Chapter 9, Image Classification and Detection with SageMaker, revisits the image classification problem we dealt with in the previous chapters, but using SageMaker's image classification algorithm and object detection algorithm. We'll use the Caltech256 dataset (http://www.vision.caltech.edu/Image_Datasets/Caltech256/) and AWS Sagemaker.
Chapter 10, Working with AWS Comprehend, explains the functionality of an AWS tool called Comprehend, which is a natural language processing tool that performs various useful tasks.
Chapter 11, Using AWS Rekognition, explains how to use Rekognition, which is an image recognition tool that uses deep learning. You will learn an easy way of applying image recognition in your applications.
Chapter 12, Building Conversational Interfaces Using AWS Lex, explains that AWS Lex is a tool that allows programmers to build conversational interfaces. This chapter introduces you to topics such as natural language understanding using deep learning.
Chapter 13, Creating Clusters on AWS, addresses how one of the key problems in deep learning is understanding how to scale and parallelize learning on multiple machines. In this chapter, we'll examine different ways to create clusters of learners. In particular, we'll focus on how to parallelize deep learning pipelines through distributed TensorFlow and Apache Spark.
Chapter 14, Optimizing Models in Spark and SageMaker, explains that the models that are trained on AWS can be further optimized to run smoothly in production environments. In this section, we will discuss various tricks that you can use to improve the performance of your algorithms.
Chapter 15, Tuning Clusters for Machine Learning, explains that many data scientists and machine learning practitioners face the problem of scale when attempting to run machine learning data pipelines at scale.
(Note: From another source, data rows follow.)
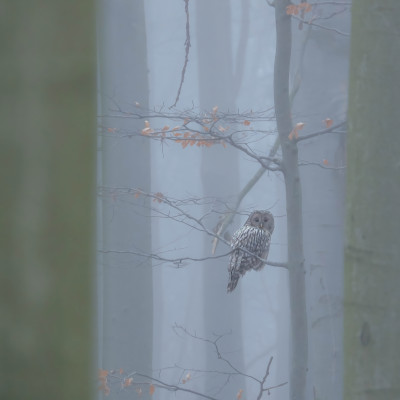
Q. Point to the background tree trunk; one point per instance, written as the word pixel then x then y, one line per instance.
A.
pixel 372 251
pixel 47 210
pixel 299 335
pixel 220 178
pixel 126 298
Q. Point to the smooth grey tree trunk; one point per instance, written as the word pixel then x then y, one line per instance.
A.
pixel 48 203
pixel 126 297
pixel 220 170
pixel 299 335
pixel 372 251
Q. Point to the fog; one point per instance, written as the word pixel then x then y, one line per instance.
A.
pixel 200 199
pixel 163 307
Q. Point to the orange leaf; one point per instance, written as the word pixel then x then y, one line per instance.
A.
pixel 147 131
pixel 127 382
pixel 328 122
pixel 158 197
pixel 103 373
pixel 292 10
pixel 151 389
pixel 307 6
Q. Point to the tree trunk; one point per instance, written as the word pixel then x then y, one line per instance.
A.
pixel 126 300
pixel 47 208
pixel 299 339
pixel 372 251
pixel 320 66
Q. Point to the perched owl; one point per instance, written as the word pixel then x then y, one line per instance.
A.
pixel 255 237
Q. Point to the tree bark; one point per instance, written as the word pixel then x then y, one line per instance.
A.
pixel 47 151
pixel 126 295
pixel 299 336
pixel 320 63
pixel 372 251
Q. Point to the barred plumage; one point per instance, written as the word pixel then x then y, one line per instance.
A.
pixel 250 243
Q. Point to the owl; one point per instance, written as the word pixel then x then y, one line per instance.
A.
pixel 254 237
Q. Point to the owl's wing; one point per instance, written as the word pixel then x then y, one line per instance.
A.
pixel 263 252
pixel 237 260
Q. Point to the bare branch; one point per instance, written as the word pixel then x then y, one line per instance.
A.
pixel 323 132
pixel 310 22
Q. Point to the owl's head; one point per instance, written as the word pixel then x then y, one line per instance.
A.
pixel 261 219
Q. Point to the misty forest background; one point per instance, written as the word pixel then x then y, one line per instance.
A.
pixel 206 110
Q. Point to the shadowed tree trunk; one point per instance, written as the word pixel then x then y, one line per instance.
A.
pixel 372 251
pixel 126 302
pixel 299 339
pixel 47 209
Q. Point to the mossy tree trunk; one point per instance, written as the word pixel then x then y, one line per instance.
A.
pixel 47 149
pixel 372 250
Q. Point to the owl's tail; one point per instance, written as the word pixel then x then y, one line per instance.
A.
pixel 233 282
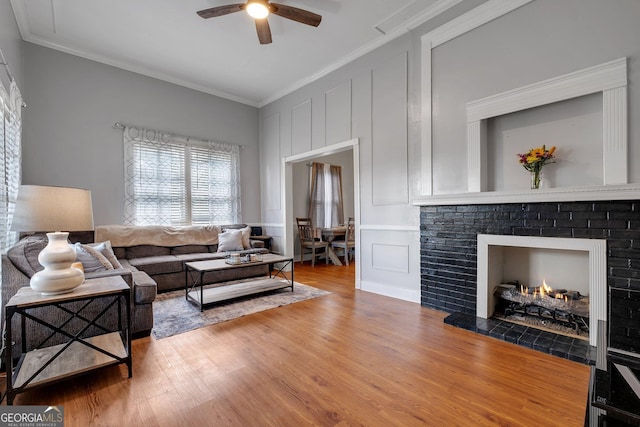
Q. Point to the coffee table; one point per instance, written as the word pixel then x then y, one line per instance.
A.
pixel 201 296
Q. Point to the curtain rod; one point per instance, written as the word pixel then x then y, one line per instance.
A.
pixel 188 138
pixel 4 62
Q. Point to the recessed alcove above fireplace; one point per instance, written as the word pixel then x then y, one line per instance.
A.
pixel 571 263
pixel 608 79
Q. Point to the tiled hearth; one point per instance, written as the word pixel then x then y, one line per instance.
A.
pixel 449 266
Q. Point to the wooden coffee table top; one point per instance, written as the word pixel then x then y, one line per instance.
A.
pixel 221 264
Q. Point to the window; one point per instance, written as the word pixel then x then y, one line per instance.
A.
pixel 10 160
pixel 326 207
pixel 172 181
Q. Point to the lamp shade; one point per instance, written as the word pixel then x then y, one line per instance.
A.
pixel 43 208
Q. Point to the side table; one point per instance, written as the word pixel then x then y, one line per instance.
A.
pixel 47 364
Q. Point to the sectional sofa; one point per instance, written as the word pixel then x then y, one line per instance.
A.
pixel 149 258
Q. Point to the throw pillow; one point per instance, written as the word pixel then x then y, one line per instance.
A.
pixel 91 259
pixel 106 250
pixel 246 237
pixel 230 240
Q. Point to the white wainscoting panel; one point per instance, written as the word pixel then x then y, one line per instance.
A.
pixel 301 127
pixel 390 257
pixel 389 140
pixel 338 113
pixel 390 261
pixel 270 155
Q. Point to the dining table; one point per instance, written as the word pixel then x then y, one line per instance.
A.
pixel 329 235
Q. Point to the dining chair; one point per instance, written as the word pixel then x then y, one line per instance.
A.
pixel 308 240
pixel 349 242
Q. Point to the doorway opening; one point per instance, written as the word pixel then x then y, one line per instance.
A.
pixel 288 191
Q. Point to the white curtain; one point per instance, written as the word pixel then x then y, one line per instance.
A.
pixel 10 161
pixel 326 207
pixel 171 180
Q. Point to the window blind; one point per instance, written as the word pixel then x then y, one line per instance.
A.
pixel 172 182
pixel 10 161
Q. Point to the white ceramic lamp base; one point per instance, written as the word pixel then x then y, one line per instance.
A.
pixel 58 277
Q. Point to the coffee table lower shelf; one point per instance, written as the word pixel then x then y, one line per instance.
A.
pixel 236 290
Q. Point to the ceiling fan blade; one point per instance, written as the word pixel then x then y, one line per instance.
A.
pixel 296 14
pixel 221 10
pixel 264 31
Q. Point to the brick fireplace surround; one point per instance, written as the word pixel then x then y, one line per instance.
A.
pixel 448 245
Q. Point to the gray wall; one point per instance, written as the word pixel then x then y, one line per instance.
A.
pixel 69 137
pixel 11 45
pixel 377 99
pixel 541 40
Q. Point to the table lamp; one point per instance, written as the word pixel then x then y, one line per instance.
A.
pixel 46 209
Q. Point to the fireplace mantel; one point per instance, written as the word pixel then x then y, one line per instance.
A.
pixel 563 194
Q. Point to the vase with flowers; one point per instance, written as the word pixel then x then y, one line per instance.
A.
pixel 534 160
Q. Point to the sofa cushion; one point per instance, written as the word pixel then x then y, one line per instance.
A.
pixel 24 254
pixel 142 251
pixel 120 253
pixel 158 264
pixel 189 249
pixel 106 250
pixel 230 240
pixel 91 258
pixel 144 289
pixel 202 256
pixel 246 234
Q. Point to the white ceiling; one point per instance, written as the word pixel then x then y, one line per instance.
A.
pixel 166 39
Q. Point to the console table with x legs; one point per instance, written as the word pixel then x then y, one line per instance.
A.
pixel 78 355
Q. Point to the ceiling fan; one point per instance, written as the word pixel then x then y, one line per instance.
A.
pixel 259 10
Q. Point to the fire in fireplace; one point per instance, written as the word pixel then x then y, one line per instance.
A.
pixel 558 310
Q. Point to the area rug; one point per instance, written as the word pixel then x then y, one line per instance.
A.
pixel 173 314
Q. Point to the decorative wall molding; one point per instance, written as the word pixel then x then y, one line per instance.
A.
pixel 599 78
pixel 390 291
pixel 376 227
pixel 610 78
pixel 475 18
pixel 566 194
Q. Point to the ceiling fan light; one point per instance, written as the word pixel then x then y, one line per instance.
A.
pixel 257 10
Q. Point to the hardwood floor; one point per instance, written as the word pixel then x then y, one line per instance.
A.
pixel 348 358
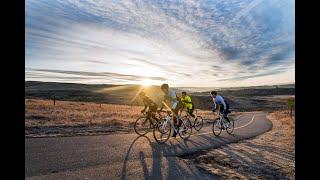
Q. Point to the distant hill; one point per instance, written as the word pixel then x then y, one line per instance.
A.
pixel 246 98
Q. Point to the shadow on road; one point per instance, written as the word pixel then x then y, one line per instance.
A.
pixel 164 165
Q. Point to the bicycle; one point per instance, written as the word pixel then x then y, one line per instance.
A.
pixel 197 120
pixel 221 123
pixel 163 128
pixel 144 124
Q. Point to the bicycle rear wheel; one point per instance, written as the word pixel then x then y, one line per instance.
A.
pixel 230 126
pixel 185 129
pixel 162 131
pixel 142 126
pixel 198 123
pixel 216 128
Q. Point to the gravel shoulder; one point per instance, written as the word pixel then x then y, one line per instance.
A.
pixel 268 156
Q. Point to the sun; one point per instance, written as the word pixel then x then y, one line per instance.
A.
pixel 146 82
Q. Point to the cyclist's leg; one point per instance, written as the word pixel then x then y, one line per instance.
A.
pixel 190 111
pixel 226 113
pixel 153 111
pixel 179 106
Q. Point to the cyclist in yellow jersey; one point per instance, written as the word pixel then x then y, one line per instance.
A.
pixel 187 103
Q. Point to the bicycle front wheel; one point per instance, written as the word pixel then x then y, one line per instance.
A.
pixel 162 131
pixel 216 128
pixel 198 123
pixel 230 127
pixel 142 126
pixel 185 129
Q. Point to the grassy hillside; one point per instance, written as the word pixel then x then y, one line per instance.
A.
pixel 242 99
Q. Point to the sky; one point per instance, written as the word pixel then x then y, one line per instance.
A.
pixel 185 43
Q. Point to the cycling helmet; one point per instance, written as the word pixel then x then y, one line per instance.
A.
pixel 164 86
pixel 213 93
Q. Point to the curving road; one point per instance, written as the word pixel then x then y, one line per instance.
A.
pixel 128 156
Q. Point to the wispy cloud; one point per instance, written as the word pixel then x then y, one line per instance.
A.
pixel 192 43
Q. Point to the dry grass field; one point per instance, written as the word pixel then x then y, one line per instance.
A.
pixel 70 117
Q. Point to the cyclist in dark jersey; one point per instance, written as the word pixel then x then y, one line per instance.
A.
pixel 148 103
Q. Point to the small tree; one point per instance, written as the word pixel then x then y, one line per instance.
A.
pixel 291 104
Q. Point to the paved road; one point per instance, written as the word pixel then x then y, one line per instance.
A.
pixel 128 156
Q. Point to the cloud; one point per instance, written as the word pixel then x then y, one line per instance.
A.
pixel 180 42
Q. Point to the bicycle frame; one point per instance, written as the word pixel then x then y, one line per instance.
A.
pixel 221 119
pixel 170 120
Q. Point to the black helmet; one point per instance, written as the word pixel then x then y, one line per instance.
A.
pixel 213 93
pixel 164 86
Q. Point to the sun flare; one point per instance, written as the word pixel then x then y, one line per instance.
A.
pixel 146 82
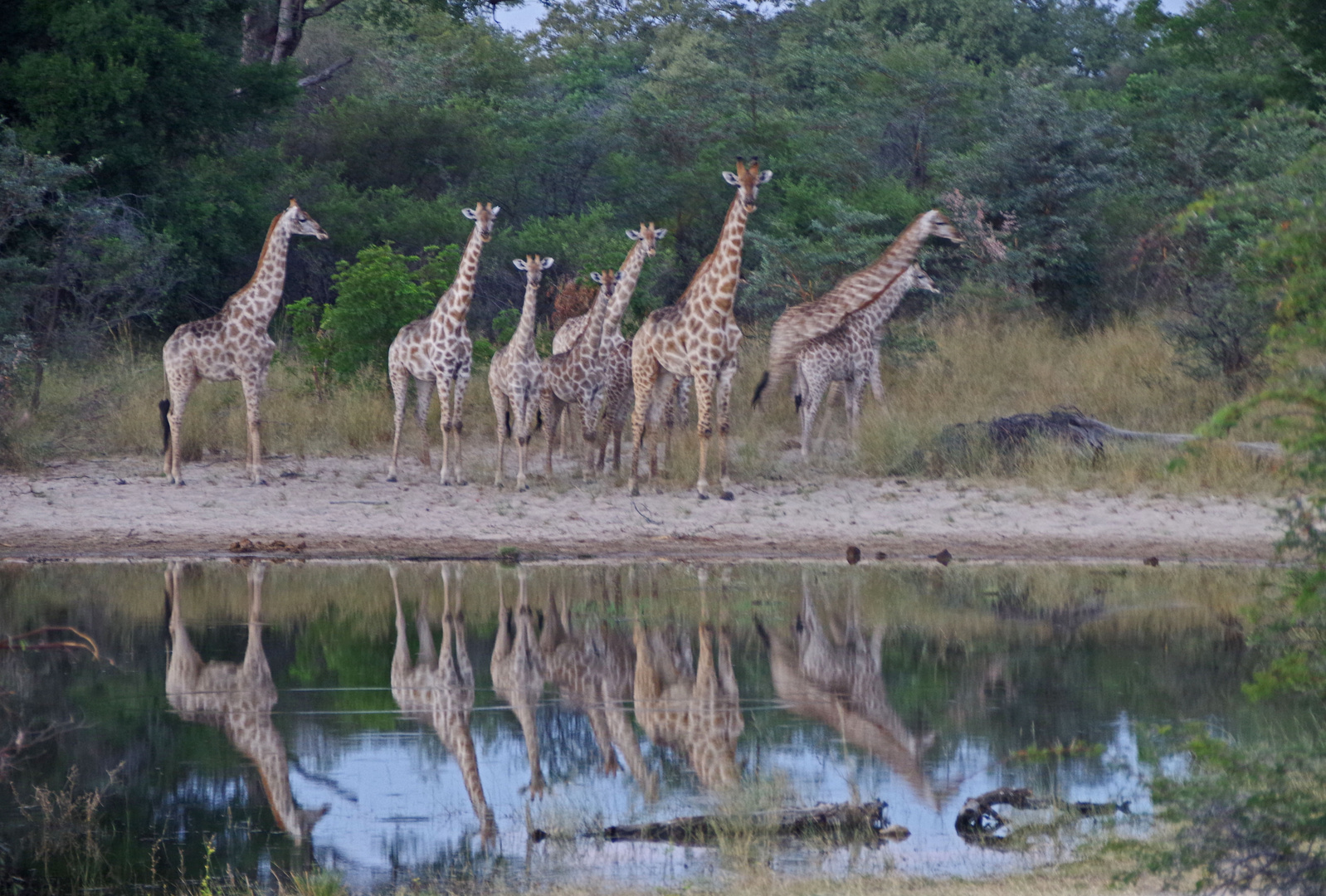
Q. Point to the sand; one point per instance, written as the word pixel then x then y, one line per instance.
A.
pixel 343 508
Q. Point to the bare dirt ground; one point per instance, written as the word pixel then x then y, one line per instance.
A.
pixel 343 508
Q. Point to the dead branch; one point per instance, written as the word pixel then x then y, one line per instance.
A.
pixel 325 75
pixel 836 820
pixel 26 643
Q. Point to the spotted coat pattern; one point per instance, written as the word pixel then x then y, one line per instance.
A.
pixel 851 354
pixel 232 345
pixel 237 698
pixel 435 352
pixel 698 337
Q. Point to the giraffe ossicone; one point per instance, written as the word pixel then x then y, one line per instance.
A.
pixel 232 345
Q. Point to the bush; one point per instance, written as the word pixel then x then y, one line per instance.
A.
pixel 377 295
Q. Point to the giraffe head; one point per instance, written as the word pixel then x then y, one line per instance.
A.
pixel 747 181
pixel 942 226
pixel 300 222
pixel 649 236
pixel 534 266
pixel 607 280
pixel 920 280
pixel 483 215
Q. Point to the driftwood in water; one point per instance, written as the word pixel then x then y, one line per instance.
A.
pixel 979 822
pixel 1069 425
pixel 836 820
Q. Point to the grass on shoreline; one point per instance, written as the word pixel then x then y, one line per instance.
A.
pixel 1122 374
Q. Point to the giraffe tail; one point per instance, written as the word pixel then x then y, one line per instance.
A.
pixel 164 410
pixel 758 388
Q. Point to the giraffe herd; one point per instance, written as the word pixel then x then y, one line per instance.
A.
pixel 594 370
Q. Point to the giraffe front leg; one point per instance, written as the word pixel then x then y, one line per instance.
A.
pixel 552 410
pixel 705 385
pixel 423 399
pixel 399 379
pixel 252 388
pixel 724 402
pixel 503 410
pixel 458 425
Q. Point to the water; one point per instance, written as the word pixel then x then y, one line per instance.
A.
pixel 414 721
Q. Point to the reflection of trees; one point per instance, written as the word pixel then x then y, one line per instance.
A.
pixel 237 699
pixel 518 671
pixel 829 672
pixel 441 689
pixel 594 669
pixel 690 705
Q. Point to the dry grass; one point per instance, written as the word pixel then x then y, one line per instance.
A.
pixel 1122 374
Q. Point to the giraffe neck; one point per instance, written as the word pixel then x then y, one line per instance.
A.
pixel 870 283
pixel 593 333
pixel 261 295
pixel 455 301
pixel 715 285
pixel 877 313
pixel 523 341
pixel 626 280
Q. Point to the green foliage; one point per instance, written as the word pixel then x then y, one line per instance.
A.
pixel 377 295
pixel 1250 821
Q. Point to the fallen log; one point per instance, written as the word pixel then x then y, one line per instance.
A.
pixel 1070 425
pixel 844 821
pixel 979 822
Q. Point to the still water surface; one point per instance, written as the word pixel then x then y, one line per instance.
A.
pixel 417 720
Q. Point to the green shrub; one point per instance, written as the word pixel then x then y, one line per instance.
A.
pixel 377 295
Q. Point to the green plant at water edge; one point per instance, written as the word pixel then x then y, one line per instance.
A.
pixel 66 829
pixel 1253 818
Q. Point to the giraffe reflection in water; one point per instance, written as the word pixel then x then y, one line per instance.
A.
pixel 691 705
pixel 594 669
pixel 237 698
pixel 439 688
pixel 518 671
pixel 829 672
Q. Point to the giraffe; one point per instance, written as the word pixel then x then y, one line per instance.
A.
pixel 237 699
pixel 593 670
pixel 436 352
pixel 441 691
pixel 574 378
pixel 616 348
pixel 801 324
pixel 837 681
pixel 695 711
pixel 698 337
pixel 851 354
pixel 516 375
pixel 232 345
pixel 518 672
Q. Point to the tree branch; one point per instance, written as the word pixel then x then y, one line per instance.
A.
pixel 328 6
pixel 325 75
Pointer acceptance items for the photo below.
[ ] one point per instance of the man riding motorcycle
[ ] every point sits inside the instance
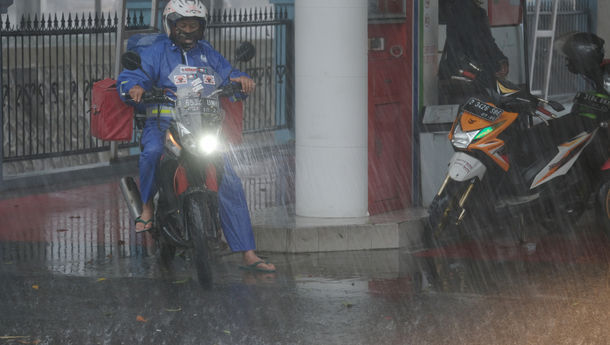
(184, 22)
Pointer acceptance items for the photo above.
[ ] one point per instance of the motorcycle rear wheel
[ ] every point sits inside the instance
(198, 223)
(440, 228)
(603, 206)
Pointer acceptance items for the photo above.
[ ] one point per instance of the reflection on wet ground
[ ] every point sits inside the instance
(73, 271)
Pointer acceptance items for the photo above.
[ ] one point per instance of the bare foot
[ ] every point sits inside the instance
(250, 259)
(144, 222)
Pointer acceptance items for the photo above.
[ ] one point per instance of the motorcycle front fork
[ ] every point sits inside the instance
(462, 199)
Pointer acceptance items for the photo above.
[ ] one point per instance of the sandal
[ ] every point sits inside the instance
(145, 222)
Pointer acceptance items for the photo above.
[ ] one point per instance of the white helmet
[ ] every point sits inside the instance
(177, 9)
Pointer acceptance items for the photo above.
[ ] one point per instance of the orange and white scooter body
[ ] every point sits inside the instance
(463, 167)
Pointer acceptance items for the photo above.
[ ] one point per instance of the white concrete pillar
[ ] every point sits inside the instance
(331, 108)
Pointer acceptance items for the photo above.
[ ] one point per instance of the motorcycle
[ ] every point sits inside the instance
(509, 169)
(191, 167)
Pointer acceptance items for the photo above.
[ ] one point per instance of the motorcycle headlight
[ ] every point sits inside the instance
(208, 143)
(462, 139)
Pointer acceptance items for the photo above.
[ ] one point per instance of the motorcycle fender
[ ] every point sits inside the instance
(463, 167)
(606, 165)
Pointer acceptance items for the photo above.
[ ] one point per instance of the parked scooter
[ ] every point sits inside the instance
(191, 167)
(506, 171)
(584, 53)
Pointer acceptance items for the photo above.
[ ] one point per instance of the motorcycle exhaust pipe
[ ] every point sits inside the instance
(131, 194)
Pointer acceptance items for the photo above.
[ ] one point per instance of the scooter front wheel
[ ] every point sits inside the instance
(198, 222)
(446, 215)
(603, 206)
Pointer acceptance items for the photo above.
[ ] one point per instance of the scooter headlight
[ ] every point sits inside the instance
(208, 143)
(462, 139)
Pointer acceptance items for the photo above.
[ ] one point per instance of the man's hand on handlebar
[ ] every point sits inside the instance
(247, 85)
(136, 93)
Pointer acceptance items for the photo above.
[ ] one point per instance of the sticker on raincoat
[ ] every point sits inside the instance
(180, 79)
(187, 69)
(209, 79)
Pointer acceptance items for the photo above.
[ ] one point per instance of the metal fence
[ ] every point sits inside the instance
(50, 64)
(572, 15)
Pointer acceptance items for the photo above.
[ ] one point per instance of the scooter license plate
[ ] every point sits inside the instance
(483, 110)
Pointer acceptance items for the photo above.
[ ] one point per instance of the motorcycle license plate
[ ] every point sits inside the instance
(483, 110)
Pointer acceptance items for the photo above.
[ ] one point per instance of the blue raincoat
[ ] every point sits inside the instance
(159, 60)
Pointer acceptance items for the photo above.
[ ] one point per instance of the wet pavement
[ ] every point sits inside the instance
(73, 272)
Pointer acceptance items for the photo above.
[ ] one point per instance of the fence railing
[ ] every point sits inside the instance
(572, 15)
(50, 64)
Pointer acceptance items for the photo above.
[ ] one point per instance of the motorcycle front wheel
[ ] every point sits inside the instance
(198, 223)
(442, 225)
(603, 206)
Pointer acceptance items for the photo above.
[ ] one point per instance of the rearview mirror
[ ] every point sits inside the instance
(131, 60)
(556, 106)
(245, 52)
In this chapter, we focus primarily on EMR, which is a very powerful tool for running very large machine learning jobs. There are many ways to configure EMR, and not every setup works for every scenario. We will go through the main configurations of EMR and explain how each configuration works for different objectives. Additionally, we'll present other ways to run big data pipelines through AWS.
Chapter 16, Deploying Models Built on AWS, discusses deployment. At this point, you will have your model built on AWS and would like to ship it to production. There are a variety of different contexts in which models should be deployed. In some cases, it's as easy as generating a CSV of actions that would be fed to some system. Often, we just need to deploy a web service that's capable of making predictions. However, there are many times in which we need to deploy these models to complex, low-latency, or edge systems. We will go through the different ways you can deploy machine learning models to production in this chapter.